2. Push customers to eliminate long-lived credentials on local machines. This is the single highest-impact change. If an attacker exfiltrates an AWS access key that expires in 60 minutes, the damage window is narrow and containable. If they exfiltrate a static access key that has been sitting in a .env file for 18 months, they have persistent access to your customer's entire cloud environment. Work with your customers to move credentials into a secrets manager and enforce short-lived, scoped tokens issued through their identity provider. This does not prevent the attacks from executing. It makes the stolen credentials worthless before the attacker can use them.
3. Monitor outbound traffic from workstations. The litellm payload had to send the harvested credentials somewhere. That means outbound network traffic to an unfamiliar endpoint, likely with an unusual payload size. Most MSPs already have the tooling to detect this — DNS filtering, outbound traffic analysis, anomaly detection. The gap is that these tools are typically pointed at servers and general endpoints, not specifically at developer workstations. Extend coverage.

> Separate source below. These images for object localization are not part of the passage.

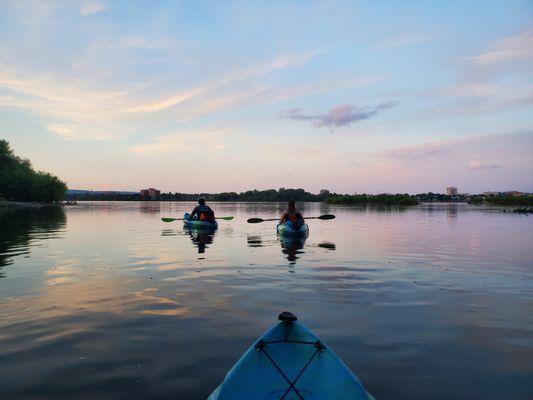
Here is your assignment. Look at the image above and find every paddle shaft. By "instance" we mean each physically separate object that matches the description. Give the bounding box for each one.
[162,216,233,222]
[247,214,335,223]
[252,216,324,222]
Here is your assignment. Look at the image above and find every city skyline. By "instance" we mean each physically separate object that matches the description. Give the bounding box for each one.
[1,1,532,194]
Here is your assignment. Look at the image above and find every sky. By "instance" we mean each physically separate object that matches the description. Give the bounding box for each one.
[0,0,532,194]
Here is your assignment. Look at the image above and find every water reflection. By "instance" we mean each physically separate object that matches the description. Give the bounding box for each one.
[318,241,336,250]
[139,201,161,214]
[184,227,216,254]
[279,235,307,263]
[446,203,459,219]
[0,206,66,273]
[1,201,532,400]
[247,235,263,247]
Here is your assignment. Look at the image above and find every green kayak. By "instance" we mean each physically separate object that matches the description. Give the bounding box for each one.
[208,312,374,399]
[277,222,309,237]
[183,212,218,229]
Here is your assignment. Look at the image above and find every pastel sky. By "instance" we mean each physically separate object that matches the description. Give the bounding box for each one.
[1,0,532,194]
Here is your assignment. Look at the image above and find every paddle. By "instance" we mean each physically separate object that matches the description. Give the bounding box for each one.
[247,214,335,224]
[161,216,234,223]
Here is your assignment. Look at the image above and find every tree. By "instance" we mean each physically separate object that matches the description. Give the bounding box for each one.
[0,139,67,202]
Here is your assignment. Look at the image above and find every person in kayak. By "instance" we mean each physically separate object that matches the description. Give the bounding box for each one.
[280,200,305,229]
[190,198,216,222]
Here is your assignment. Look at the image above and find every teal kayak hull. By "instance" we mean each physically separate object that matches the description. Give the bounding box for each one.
[277,222,309,237]
[183,213,218,229]
[208,312,374,400]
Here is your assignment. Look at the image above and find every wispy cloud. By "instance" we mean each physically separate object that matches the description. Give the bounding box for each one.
[280,101,397,128]
[0,51,320,141]
[387,142,450,160]
[467,160,502,170]
[79,1,106,16]
[129,129,233,156]
[470,30,533,66]
[382,131,531,165]
[129,53,319,114]
[421,29,533,118]
[46,125,77,140]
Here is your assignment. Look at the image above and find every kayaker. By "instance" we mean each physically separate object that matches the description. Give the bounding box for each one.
[280,200,304,228]
[190,198,215,222]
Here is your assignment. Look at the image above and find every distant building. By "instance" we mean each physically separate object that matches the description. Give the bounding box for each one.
[483,191,499,196]
[504,191,523,196]
[446,186,458,196]
[140,188,161,200]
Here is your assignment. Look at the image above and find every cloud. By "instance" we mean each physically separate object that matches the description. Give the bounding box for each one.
[467,160,502,170]
[46,124,115,141]
[79,2,106,16]
[372,130,531,193]
[47,124,76,140]
[280,101,397,128]
[387,142,450,160]
[129,129,232,156]
[470,30,533,66]
[0,51,322,141]
[420,29,533,118]
[130,52,319,114]
[383,131,531,162]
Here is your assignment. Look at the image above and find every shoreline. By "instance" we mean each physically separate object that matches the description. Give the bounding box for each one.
[0,201,59,209]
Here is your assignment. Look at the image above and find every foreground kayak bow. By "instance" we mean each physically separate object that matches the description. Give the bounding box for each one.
[208,312,374,400]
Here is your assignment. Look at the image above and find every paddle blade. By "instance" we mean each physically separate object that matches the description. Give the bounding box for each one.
[161,217,177,222]
[318,214,336,220]
[219,216,234,220]
[247,218,264,224]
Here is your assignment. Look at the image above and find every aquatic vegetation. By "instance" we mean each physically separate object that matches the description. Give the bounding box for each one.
[326,193,419,206]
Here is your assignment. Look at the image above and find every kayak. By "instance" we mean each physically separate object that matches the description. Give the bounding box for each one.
[183,212,218,229]
[208,311,374,400]
[277,221,309,237]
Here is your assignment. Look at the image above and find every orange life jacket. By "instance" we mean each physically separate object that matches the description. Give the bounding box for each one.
[286,212,302,223]
[199,211,214,222]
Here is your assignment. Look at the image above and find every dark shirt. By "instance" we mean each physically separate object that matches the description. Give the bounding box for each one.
[190,205,215,220]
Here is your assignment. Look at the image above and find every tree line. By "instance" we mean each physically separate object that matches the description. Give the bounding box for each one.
[0,140,67,203]
[66,188,334,202]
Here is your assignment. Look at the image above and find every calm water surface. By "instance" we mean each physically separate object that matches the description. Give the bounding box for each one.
[0,202,532,399]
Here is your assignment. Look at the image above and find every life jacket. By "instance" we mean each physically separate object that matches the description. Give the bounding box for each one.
[287,213,300,223]
[199,210,215,222]
[199,212,208,221]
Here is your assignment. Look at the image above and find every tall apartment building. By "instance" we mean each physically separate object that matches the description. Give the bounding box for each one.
[446,186,458,196]
[140,188,161,200]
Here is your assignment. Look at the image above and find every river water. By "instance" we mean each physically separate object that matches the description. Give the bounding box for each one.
[0,201,531,399]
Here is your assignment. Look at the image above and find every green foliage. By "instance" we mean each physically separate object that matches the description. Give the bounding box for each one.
[485,195,533,206]
[326,193,419,206]
[0,139,67,202]
[468,196,484,204]
[416,192,454,202]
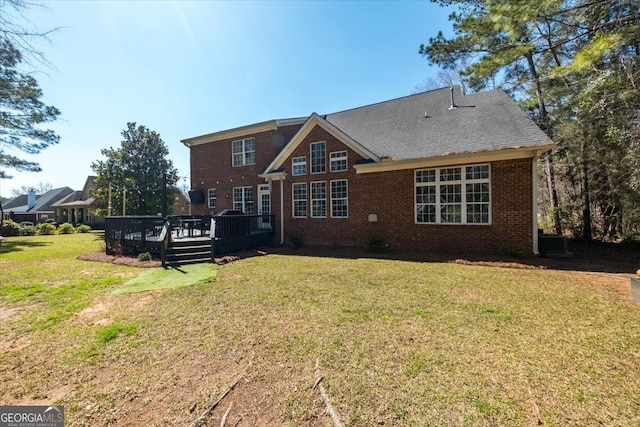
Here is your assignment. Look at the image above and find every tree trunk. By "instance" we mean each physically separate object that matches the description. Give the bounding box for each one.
[525,50,562,234]
[581,139,592,240]
[546,152,563,235]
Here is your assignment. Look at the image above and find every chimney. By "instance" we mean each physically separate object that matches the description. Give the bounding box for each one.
[27,189,36,211]
[449,87,457,110]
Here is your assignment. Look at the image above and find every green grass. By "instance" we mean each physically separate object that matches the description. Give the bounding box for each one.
[112,263,217,294]
[1,234,640,426]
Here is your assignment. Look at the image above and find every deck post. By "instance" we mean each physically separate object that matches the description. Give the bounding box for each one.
[210,218,216,262]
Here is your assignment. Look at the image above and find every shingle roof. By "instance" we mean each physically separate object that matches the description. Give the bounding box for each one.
[3,194,28,210]
[324,86,551,161]
[6,187,74,214]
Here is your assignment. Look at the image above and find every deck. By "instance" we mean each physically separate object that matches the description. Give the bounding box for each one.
[104,214,275,265]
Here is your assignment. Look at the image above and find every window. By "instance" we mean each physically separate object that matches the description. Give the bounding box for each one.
[232,138,255,167]
[292,156,307,176]
[233,186,254,214]
[311,181,327,218]
[292,183,307,218]
[330,151,348,172]
[311,142,326,174]
[207,188,216,209]
[415,164,490,224]
[330,179,348,218]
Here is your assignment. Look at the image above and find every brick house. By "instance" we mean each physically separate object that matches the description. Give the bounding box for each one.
[182,87,554,255]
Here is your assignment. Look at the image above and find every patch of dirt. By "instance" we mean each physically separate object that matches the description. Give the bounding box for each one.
[76,292,161,327]
[77,301,115,326]
[0,335,30,353]
[4,384,74,407]
[0,305,24,322]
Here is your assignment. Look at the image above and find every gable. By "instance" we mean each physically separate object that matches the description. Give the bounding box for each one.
[263,113,378,174]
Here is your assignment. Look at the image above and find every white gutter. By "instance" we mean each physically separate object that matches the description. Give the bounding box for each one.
[532,151,543,256]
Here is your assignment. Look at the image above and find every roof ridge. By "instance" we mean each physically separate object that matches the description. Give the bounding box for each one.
[326,86,463,117]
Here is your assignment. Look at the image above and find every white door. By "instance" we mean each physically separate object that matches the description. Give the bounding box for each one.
[258,184,271,230]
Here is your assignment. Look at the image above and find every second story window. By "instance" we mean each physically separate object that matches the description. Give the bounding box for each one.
[292,156,307,176]
[311,141,326,174]
[232,138,255,167]
[330,150,348,172]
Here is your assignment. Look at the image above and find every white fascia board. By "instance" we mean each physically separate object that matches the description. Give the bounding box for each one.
[258,171,287,181]
[263,113,379,174]
[354,142,556,174]
[182,117,308,147]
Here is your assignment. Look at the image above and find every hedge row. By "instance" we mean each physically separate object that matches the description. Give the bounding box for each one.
[1,220,92,236]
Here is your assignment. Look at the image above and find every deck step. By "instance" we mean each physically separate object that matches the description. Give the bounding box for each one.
[165,240,212,266]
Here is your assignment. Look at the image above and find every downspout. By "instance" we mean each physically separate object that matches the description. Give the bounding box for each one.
[280,179,285,244]
[532,151,541,256]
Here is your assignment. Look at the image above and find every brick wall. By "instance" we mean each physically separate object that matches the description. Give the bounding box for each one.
[276,126,534,253]
[189,124,302,215]
[189,123,534,254]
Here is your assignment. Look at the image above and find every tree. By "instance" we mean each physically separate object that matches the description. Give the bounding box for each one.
[91,123,180,217]
[412,67,470,95]
[0,0,58,65]
[420,0,639,240]
[9,181,52,197]
[1,0,61,232]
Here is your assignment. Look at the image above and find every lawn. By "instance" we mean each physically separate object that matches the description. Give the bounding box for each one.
[1,234,639,426]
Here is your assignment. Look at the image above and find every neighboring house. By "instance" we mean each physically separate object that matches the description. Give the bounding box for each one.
[51,176,104,226]
[3,187,74,223]
[182,87,555,255]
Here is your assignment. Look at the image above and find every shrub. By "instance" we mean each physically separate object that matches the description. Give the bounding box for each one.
[499,243,524,258]
[76,224,92,233]
[21,225,37,236]
[1,220,21,236]
[19,221,34,228]
[288,232,304,249]
[37,223,57,235]
[137,252,152,262]
[622,232,640,249]
[364,232,388,252]
[57,222,76,234]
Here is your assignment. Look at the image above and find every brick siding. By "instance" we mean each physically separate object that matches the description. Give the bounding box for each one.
[189,123,534,254]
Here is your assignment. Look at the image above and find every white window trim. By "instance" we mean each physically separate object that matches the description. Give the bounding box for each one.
[292,156,307,176]
[415,164,491,225]
[233,186,254,215]
[311,181,327,218]
[330,179,348,218]
[330,150,348,172]
[310,141,326,174]
[207,188,217,209]
[232,138,256,167]
[292,182,307,218]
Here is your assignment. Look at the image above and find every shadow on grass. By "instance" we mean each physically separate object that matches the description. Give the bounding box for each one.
[259,240,639,275]
[0,239,53,254]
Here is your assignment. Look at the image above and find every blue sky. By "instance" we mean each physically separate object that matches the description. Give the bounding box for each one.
[1,0,454,198]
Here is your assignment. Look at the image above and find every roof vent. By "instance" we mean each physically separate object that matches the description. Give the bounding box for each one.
[448,87,457,110]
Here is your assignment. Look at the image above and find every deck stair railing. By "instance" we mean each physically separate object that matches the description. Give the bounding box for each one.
[105,214,275,265]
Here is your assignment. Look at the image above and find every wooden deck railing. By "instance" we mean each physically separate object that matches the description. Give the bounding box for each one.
[104,214,275,259]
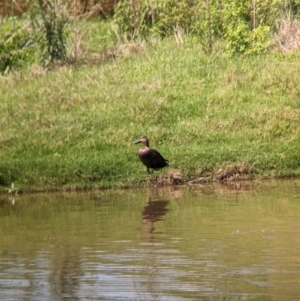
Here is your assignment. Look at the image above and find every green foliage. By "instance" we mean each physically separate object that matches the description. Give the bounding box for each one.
[113,0,146,39]
[0,17,36,74]
[289,0,300,14]
[151,0,197,36]
[222,0,274,55]
[31,0,69,66]
[252,0,282,28]
[225,23,272,55]
[114,0,199,40]
[247,25,272,54]
[114,0,297,55]
[225,22,250,55]
[0,0,70,74]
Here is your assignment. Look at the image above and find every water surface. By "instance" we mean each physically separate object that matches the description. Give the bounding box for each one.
[1,180,300,300]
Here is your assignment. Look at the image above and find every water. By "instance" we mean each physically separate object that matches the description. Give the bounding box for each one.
[1,180,300,300]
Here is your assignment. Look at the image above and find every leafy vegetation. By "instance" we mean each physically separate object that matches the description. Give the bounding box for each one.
[114,0,299,55]
[31,0,69,66]
[1,0,300,74]
[0,17,36,74]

Create alerting rules for unusual outbound connections from machines where development tools are installed. This is a detection layer that you can deploy within your existing stack.
4. Offer dependency auditing as a managed service. Most engineering teams don't pay attention to what their projects install. A single top-level package can pull in 40 or 50 dependencies, each one maintained by a different person or team, each one a potential attack vector. Tools like pip-audit or npm audit provide automated scanning that flags known vulnerabilities and suspicious packages. Package it as a recurring service: weekly or monthly dependency audits with a report that goes to the CTO.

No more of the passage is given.